The third difference from the familiar history of Jewish persecution is in America - a place where Jews had thrived, and which they liked to think was immune to the antisemitic hatreds of the Old World and the Middle East. Not so...
This betrayal by the left has clear echoes today, as liberal and progressive Jews find many of their erstwhile political allies condoning violence against their Israeli counterparts and minimizing evidence of antisemitism in the United States. The first response to the Hamas massacre issued by the Democratic Socialists of America, the largest socialist organization in the United States, proclaimed “our solidarity with Palestine. Today’s events are a direct result of Israel’s apartheid regime. . . . End the Occupation. Free Palestine.”
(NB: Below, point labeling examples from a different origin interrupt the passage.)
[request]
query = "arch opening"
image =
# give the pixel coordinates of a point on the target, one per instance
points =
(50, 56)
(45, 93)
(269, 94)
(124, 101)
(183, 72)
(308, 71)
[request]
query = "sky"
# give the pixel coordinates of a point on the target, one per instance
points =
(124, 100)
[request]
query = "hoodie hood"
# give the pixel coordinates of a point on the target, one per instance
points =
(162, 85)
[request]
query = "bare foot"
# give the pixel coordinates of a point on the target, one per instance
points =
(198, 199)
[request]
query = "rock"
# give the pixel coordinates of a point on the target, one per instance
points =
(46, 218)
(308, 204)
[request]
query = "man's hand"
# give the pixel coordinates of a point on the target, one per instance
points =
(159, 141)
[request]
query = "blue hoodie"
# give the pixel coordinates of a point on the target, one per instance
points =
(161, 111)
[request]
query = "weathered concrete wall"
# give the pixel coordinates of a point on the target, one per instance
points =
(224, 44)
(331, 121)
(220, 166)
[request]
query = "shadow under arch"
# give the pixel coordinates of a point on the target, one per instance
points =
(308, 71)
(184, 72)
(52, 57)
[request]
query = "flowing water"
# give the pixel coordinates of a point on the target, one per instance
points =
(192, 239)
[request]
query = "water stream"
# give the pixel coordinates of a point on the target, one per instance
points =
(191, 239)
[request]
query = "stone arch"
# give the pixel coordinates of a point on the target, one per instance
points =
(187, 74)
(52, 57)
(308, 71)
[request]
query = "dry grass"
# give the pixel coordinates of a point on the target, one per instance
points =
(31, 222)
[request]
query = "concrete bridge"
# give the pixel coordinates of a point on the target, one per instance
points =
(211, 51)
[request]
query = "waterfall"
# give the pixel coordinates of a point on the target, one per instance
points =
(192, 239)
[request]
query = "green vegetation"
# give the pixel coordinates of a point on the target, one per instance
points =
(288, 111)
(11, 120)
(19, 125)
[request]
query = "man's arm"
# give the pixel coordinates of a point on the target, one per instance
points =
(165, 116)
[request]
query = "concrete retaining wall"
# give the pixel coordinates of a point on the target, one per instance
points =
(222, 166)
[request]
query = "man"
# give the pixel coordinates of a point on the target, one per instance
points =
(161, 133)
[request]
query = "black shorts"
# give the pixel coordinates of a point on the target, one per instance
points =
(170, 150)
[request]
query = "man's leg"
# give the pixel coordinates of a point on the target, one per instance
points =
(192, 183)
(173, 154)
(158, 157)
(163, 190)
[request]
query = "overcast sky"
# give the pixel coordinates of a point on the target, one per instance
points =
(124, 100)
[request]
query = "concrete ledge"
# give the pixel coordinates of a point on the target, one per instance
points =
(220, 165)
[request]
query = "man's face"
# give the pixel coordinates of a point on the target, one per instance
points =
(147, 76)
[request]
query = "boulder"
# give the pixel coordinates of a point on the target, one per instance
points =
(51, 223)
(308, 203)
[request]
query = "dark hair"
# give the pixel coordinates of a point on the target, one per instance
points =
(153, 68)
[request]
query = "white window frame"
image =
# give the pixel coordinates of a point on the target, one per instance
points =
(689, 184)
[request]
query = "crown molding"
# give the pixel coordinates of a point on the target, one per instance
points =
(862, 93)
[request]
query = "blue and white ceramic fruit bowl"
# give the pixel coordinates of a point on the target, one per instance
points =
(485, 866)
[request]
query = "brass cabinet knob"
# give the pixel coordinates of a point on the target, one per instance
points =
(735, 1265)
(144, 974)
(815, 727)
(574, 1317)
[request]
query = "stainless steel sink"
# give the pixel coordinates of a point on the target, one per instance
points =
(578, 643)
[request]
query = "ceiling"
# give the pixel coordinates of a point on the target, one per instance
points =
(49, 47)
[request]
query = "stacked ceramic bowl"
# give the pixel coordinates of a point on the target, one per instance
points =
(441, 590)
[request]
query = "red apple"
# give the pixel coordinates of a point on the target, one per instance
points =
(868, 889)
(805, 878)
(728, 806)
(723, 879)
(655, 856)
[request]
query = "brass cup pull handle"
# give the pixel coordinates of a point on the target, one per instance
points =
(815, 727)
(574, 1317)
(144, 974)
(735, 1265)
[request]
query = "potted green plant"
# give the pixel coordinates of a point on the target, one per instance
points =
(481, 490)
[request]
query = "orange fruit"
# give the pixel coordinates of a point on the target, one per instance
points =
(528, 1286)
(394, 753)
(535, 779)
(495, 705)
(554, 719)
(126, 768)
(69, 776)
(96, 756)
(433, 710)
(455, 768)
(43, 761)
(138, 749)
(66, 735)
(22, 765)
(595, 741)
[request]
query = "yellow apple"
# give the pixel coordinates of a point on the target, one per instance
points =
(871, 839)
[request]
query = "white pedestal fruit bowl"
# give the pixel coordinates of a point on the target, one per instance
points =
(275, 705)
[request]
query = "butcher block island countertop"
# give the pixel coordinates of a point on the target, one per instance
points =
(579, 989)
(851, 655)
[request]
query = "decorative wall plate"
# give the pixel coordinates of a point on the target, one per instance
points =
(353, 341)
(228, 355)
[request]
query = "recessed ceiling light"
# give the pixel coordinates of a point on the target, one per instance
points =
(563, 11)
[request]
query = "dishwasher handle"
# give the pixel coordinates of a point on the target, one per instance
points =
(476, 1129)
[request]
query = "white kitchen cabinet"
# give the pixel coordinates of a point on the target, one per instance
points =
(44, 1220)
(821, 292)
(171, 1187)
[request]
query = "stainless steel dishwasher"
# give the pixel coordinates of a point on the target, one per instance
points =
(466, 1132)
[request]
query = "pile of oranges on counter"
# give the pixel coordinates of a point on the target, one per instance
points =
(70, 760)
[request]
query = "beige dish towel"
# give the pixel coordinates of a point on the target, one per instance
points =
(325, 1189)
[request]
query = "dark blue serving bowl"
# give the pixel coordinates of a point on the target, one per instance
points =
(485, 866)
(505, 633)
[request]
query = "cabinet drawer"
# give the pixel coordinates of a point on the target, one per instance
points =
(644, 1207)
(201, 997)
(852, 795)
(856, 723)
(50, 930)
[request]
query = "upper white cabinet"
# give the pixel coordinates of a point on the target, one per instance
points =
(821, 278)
Yifat Bitton, president of Achva Academic College in Southern Israel, a law professor, and an advocate for women’s rights, has spoken of the “deafening silence” she encountered from activists abroad who work on issues of sexual assault: “Unwillingness to listen to Israeli women victims because they are on the occupying side is simplistic and shocking. . . . This is a progressive argument that is completely regressive.” Such left-wing antisemitism has forced many American Jews, the great majority of whom identify as liberal, to confront hatred in a much more direct way, often among ostensibly close friends and colleagues....
Looking for historical analogies in times of crisis is inevitable, yet if many of them fall short, it may be a sign that we are truly now in uncharted territory. Basic assumptions about the modern Jewish experience have been called into question, both the Zionist belief in the security offered by political sovereignty in Israel and the diasporic belief in bedrock American tolerance.
A year after the Hamas massacre and the ensuing war, we may be standing at an inflection point whose significance we cannot yet grasp.